Kenaikan PPN ini tentu akan memberi dampak pada kenaikan harga barang yang dikonsumsi masyarakat. Akibatnya daya beli masyarakat menurun. Daya beli yang turun tentu saja membuat tingkat konsumsi masyarakat semakin berkurang. Alih-alih dengan menaikkan PPN ini dapat menambah penerimaan negara, yang akan terjadi adalah pertumbuhan ekonomi yang akan semakin lambat.
Digenjotnya pemasukan negara dari sektor pajak menjadi ciri khas kebijakan negara demokrasi kapitalis sekuler.

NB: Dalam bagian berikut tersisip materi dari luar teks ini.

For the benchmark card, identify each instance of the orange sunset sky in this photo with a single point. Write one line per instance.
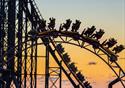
(106, 14)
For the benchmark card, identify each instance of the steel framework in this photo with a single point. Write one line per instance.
(22, 29)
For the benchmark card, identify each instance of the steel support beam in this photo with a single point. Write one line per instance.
(11, 38)
(47, 67)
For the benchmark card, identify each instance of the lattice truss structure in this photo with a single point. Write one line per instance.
(21, 25)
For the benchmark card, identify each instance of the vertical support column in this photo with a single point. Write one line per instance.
(11, 38)
(47, 67)
(2, 30)
(60, 75)
(35, 73)
(25, 51)
(19, 35)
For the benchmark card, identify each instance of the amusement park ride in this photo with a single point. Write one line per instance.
(22, 25)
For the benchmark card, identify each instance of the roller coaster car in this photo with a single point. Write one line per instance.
(66, 58)
(60, 48)
(110, 43)
(43, 24)
(113, 58)
(76, 26)
(32, 32)
(73, 67)
(80, 76)
(98, 34)
(66, 25)
(76, 36)
(51, 25)
(118, 49)
(89, 31)
(87, 84)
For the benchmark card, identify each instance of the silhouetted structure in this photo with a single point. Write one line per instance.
(76, 26)
(22, 25)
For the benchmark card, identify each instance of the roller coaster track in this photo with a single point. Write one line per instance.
(22, 18)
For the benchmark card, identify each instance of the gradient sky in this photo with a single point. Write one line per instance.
(106, 14)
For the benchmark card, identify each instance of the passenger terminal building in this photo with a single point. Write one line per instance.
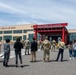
(52, 31)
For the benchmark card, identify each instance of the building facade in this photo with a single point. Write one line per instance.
(27, 31)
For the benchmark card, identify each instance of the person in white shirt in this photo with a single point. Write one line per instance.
(74, 47)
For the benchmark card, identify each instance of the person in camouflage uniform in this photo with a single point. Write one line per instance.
(46, 46)
(61, 46)
(27, 46)
(53, 45)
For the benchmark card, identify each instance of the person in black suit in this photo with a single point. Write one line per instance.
(33, 50)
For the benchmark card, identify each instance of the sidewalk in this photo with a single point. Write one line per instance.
(67, 67)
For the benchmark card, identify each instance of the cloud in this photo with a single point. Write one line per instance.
(38, 11)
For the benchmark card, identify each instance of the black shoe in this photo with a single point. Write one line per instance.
(16, 65)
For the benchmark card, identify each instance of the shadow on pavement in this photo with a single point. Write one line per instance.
(18, 66)
(58, 60)
(1, 61)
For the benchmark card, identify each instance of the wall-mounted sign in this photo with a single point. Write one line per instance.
(7, 28)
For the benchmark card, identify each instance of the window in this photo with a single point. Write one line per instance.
(7, 32)
(24, 37)
(17, 31)
(9, 37)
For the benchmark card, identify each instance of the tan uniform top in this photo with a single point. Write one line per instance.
(53, 42)
(61, 45)
(46, 45)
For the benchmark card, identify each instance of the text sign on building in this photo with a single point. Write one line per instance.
(51, 25)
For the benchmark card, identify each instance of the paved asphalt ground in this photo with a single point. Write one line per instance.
(67, 67)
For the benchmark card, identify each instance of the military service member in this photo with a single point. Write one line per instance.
(53, 45)
(61, 46)
(27, 46)
(46, 48)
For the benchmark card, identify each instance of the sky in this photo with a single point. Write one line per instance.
(17, 12)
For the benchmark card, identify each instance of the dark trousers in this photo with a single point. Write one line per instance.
(6, 58)
(60, 52)
(18, 54)
(71, 53)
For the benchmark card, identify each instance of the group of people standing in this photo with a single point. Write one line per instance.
(72, 50)
(45, 46)
(18, 45)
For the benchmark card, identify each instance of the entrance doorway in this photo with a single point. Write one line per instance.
(56, 38)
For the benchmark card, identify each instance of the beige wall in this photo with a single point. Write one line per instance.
(17, 27)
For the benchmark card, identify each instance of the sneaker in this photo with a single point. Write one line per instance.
(69, 58)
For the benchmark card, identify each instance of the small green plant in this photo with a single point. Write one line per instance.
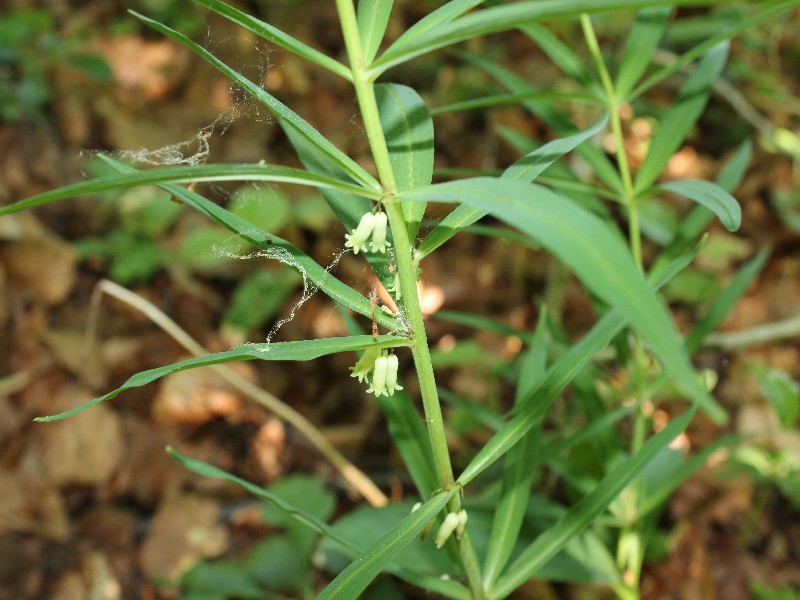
(486, 530)
(30, 46)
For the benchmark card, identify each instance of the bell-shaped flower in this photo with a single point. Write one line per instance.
(379, 243)
(357, 240)
(462, 523)
(394, 289)
(365, 364)
(391, 375)
(446, 530)
(379, 374)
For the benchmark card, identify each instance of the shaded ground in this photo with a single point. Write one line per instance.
(93, 507)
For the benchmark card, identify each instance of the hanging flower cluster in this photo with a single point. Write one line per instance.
(371, 225)
(379, 369)
(452, 522)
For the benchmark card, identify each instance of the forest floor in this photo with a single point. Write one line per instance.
(93, 507)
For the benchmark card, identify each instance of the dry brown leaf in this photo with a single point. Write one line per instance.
(183, 531)
(193, 397)
(84, 449)
(45, 268)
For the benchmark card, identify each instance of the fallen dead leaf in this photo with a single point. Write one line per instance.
(45, 268)
(193, 397)
(183, 531)
(84, 449)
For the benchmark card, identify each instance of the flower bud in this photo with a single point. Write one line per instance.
(379, 243)
(357, 240)
(446, 530)
(365, 364)
(379, 374)
(391, 375)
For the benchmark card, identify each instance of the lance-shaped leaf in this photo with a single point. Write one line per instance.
(558, 376)
(676, 123)
(301, 350)
(499, 18)
(187, 174)
(518, 473)
(356, 577)
(551, 114)
(527, 168)
(710, 195)
(595, 252)
(587, 509)
(642, 42)
(373, 17)
(272, 246)
(282, 112)
(276, 36)
(408, 129)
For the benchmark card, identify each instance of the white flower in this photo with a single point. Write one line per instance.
(391, 375)
(379, 243)
(379, 373)
(365, 364)
(445, 531)
(462, 523)
(394, 289)
(357, 240)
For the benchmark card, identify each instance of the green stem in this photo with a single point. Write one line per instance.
(365, 94)
(629, 554)
(407, 275)
(614, 103)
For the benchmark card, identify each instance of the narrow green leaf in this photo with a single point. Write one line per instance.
(587, 509)
(508, 98)
(356, 577)
(276, 36)
(595, 252)
(726, 300)
(272, 246)
(768, 10)
(282, 112)
(681, 117)
(602, 166)
(373, 17)
(657, 492)
(187, 174)
(528, 168)
(518, 474)
(710, 195)
(558, 376)
(438, 18)
(301, 350)
(408, 128)
(347, 207)
(642, 42)
(532, 408)
(411, 440)
(732, 173)
(443, 33)
(561, 54)
(301, 516)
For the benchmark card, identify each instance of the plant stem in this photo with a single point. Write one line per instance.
(629, 554)
(407, 275)
(613, 103)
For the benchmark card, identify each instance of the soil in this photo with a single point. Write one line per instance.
(94, 507)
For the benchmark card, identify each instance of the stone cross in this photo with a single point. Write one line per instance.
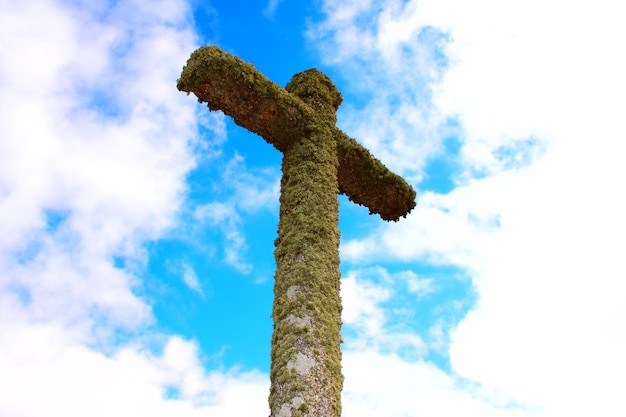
(319, 162)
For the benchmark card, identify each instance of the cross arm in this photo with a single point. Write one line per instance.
(366, 181)
(227, 83)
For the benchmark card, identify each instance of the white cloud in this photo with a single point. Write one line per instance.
(191, 278)
(368, 320)
(540, 237)
(378, 384)
(70, 379)
(248, 193)
(95, 146)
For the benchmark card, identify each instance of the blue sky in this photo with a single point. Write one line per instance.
(136, 248)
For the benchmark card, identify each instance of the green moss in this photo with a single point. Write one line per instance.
(319, 162)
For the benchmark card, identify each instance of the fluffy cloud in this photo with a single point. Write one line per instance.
(536, 214)
(96, 144)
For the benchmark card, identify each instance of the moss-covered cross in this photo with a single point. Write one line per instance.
(319, 162)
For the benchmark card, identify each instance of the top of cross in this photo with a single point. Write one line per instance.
(281, 116)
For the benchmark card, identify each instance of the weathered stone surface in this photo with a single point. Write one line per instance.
(319, 162)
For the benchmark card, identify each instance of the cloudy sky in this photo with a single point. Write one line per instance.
(136, 242)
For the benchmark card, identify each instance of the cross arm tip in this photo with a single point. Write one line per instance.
(366, 181)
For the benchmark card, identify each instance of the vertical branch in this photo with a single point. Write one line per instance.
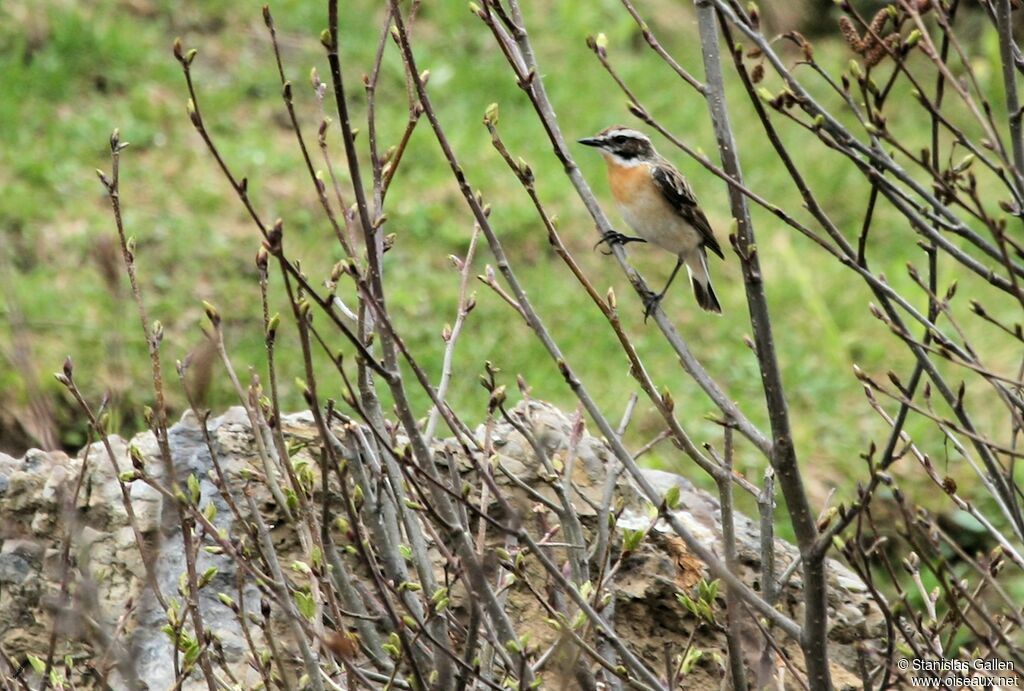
(1004, 25)
(783, 457)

Akhirnya lagi-lagi rakyat sebagai objek pajak menjadi sasarannya. Sayangnya negara begitu getol menarik pajak dari rakyat, akan tetapi di sisi lain membuat kebijakan untuk menghapus pajak dari kaum pemilik modal. Misalnya membuat kebijakan tax amnesty, mengurangi pajak kendaraan mewah, dan lain-lain.

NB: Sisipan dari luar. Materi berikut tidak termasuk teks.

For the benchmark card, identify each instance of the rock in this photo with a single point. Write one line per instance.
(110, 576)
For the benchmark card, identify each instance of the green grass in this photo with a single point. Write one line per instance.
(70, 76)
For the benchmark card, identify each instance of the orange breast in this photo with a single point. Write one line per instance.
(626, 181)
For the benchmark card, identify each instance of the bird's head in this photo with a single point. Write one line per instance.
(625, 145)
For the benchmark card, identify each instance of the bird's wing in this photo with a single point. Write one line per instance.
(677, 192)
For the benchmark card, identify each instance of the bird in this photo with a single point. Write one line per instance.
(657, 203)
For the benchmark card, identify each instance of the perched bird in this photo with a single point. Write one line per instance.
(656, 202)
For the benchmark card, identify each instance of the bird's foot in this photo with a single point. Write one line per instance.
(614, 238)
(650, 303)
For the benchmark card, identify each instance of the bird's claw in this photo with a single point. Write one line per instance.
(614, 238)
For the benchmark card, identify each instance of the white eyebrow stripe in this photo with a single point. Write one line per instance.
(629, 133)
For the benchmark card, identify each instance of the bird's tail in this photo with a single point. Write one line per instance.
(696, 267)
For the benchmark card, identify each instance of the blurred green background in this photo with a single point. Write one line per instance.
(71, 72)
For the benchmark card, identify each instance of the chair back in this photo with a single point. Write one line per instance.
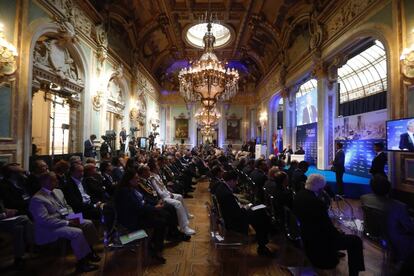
(292, 225)
(374, 225)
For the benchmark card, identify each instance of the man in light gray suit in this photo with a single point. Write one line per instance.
(49, 209)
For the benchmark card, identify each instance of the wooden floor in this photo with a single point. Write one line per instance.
(198, 256)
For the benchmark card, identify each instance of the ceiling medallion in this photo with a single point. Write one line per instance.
(208, 79)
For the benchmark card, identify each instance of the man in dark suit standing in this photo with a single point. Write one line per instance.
(309, 114)
(338, 166)
(379, 161)
(407, 139)
(89, 150)
(321, 239)
(237, 217)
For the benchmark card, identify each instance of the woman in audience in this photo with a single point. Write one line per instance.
(134, 213)
(175, 200)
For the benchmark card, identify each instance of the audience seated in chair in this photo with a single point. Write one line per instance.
(14, 188)
(77, 196)
(167, 210)
(49, 210)
(238, 218)
(320, 238)
(298, 176)
(399, 226)
(39, 167)
(134, 213)
(175, 200)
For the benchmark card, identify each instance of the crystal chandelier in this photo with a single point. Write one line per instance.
(207, 131)
(207, 79)
(207, 116)
(8, 54)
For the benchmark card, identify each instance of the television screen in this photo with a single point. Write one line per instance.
(307, 108)
(400, 135)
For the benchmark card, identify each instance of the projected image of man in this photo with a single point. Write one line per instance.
(309, 114)
(407, 139)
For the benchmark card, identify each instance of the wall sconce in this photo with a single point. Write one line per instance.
(407, 62)
(8, 54)
(263, 118)
(97, 100)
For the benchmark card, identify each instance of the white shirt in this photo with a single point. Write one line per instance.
(85, 197)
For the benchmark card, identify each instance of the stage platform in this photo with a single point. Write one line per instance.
(354, 186)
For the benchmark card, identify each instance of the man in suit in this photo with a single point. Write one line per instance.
(399, 226)
(122, 139)
(338, 166)
(379, 161)
(77, 195)
(259, 177)
(321, 239)
(407, 139)
(89, 148)
(237, 217)
(14, 190)
(49, 209)
(309, 114)
(20, 227)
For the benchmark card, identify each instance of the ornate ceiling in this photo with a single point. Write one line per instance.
(153, 31)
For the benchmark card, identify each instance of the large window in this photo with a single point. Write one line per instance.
(364, 74)
(61, 115)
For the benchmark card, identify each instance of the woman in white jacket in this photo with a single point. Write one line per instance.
(174, 199)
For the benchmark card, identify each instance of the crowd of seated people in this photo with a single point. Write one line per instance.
(68, 202)
(290, 188)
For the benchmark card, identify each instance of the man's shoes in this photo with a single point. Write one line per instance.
(340, 254)
(84, 266)
(264, 251)
(94, 258)
(188, 231)
(159, 259)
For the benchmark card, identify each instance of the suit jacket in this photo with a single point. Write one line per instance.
(309, 118)
(318, 232)
(89, 149)
(44, 209)
(13, 196)
(131, 208)
(405, 142)
(339, 161)
(234, 217)
(378, 164)
(74, 198)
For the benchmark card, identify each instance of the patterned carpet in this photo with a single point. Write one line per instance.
(199, 257)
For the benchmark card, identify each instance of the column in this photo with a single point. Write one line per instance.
(193, 125)
(289, 121)
(326, 116)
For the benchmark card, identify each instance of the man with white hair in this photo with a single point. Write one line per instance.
(320, 237)
(407, 139)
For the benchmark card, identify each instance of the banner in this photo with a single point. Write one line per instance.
(358, 133)
(306, 137)
(307, 108)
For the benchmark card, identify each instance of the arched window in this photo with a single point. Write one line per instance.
(364, 74)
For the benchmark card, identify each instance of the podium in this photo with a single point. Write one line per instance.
(260, 149)
(297, 157)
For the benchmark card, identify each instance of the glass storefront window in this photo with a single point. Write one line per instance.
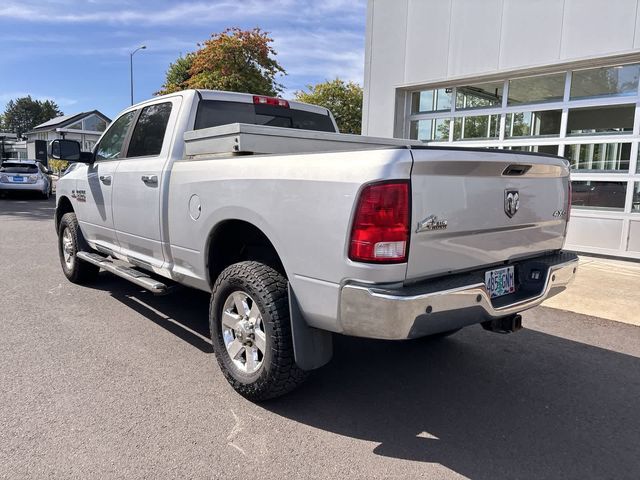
(480, 95)
(431, 100)
(599, 156)
(483, 126)
(530, 124)
(607, 119)
(432, 129)
(543, 88)
(598, 195)
(604, 82)
(550, 149)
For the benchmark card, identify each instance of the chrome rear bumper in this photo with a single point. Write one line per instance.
(375, 312)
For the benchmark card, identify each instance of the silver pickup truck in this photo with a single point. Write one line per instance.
(300, 232)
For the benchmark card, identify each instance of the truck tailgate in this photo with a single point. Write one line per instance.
(463, 208)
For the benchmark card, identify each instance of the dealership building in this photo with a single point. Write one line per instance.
(552, 76)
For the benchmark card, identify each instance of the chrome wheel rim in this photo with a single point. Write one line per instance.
(243, 332)
(67, 248)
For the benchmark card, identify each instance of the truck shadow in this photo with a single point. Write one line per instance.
(529, 405)
(27, 206)
(184, 312)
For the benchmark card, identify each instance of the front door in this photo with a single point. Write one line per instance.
(138, 186)
(93, 193)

Dalam pemerintahan Islam, sektor pajak tidak dijadikan sumber pemasukan utama negara. Pajak dalam Islam menjadi opsi ketika kondisi keuangan di negara sedang kosong. Pajak atau yang lebih tepat disebut dharibah dipungut hanya kepada penduduk yang mampu dan sifatnya temporal saja. Setelah kondisi kas negara sudah normal, maka negara diharamkan memungut pajak dari rakyat.

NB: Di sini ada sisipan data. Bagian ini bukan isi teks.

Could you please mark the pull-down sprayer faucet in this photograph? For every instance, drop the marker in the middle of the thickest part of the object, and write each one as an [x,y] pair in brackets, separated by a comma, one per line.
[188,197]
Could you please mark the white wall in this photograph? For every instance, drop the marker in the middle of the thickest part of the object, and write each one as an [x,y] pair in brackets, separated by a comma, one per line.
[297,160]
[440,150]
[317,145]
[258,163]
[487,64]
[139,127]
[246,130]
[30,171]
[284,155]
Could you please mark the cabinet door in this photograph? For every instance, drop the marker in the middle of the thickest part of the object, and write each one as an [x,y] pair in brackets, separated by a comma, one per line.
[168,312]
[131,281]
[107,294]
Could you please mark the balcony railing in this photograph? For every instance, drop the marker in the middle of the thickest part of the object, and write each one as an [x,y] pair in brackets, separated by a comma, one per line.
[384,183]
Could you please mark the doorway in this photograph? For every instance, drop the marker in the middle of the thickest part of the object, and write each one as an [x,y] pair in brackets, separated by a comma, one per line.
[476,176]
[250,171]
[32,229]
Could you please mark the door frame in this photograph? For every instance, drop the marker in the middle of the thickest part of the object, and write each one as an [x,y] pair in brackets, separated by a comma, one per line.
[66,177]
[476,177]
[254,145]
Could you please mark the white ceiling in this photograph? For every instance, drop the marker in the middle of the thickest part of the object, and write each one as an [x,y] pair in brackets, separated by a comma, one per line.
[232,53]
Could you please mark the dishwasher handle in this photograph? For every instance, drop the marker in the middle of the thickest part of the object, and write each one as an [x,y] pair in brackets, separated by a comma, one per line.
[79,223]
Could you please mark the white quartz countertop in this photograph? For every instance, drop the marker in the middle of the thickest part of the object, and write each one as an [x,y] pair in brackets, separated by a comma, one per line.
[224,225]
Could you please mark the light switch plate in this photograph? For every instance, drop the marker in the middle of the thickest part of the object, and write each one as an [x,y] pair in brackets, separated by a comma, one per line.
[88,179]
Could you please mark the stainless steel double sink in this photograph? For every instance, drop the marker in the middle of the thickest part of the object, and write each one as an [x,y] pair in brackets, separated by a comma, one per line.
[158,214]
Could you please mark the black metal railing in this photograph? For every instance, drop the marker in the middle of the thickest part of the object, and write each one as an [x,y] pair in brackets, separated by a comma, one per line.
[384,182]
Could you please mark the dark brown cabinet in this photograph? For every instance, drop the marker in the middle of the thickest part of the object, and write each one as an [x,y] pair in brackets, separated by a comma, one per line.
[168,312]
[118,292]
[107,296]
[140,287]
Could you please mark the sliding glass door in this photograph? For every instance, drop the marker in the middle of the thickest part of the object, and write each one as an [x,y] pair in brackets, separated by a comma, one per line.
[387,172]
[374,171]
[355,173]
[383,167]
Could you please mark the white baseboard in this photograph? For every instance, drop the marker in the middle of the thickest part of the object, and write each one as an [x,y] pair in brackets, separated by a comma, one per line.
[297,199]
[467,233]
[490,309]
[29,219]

Alangkah tidak tepat jika penguasa saat ini masih terus membuat kebijakan yang menyengsarakan rakyatnya. Sumber daya alam Indonesia sebenarnya sangat cukup untuk membiayai segala kebutuhan rakyatnya jika dikelola dengan baik dan benar. Tentu saja hal ini akan terealisasi jika semua pengaturannya dikembalikan pada syariat Islam.